There are checks and balances built into the home-buying process for a reason. Writing subjects such as financing and inspection into your offer are designed to protect you, the buyer, in the event that the value of the home comes in low or if the Property Disclosure Statement shows that the home has issues of concern for lenders.
If you write a subject-free offer and then are unable to find suitable financing, you could find yourself in a very uncomfortable spot. You might:
- End up in a mortgage with a private or alternative lender at a higher rate
- Have to scramble and find a co-signor
- Lose your deposit
- Risk being sued
- Lose a lot of sleep until you know you have financing in place
If you ask me about writing a subject-free offer, my advice is not to do it. Maybe I’m too conservative, but the last thing I ever want to see is my clients on the hook for not having an emergency out if there is something wrong with the property.

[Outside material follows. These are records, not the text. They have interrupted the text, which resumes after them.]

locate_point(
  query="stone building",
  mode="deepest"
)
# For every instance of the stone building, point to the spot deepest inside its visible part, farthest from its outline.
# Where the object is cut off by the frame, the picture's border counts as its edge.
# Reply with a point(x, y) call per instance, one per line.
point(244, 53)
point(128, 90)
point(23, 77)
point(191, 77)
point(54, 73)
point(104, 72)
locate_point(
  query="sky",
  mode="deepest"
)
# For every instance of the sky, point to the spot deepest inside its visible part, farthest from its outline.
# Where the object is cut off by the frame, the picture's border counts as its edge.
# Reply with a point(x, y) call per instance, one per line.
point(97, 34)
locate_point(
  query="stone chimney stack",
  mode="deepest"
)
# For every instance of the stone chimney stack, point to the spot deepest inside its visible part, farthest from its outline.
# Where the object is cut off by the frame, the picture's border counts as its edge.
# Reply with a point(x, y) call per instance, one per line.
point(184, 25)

I made one realtor choke yesterday when he told me his clients were writing an offer. I’m not sure that “May the odds be ever in your favour” was the most appropriate way to sign off the call, but that’s how many are feeling these days.
If you are a seller in today’s market, these dynamics are fantastic for you. However, the trick is that most sellers are buying a new property themselves.
This is a vicious circle, and I have to say I for one will be much happier when the market shifts to a more balanced situation.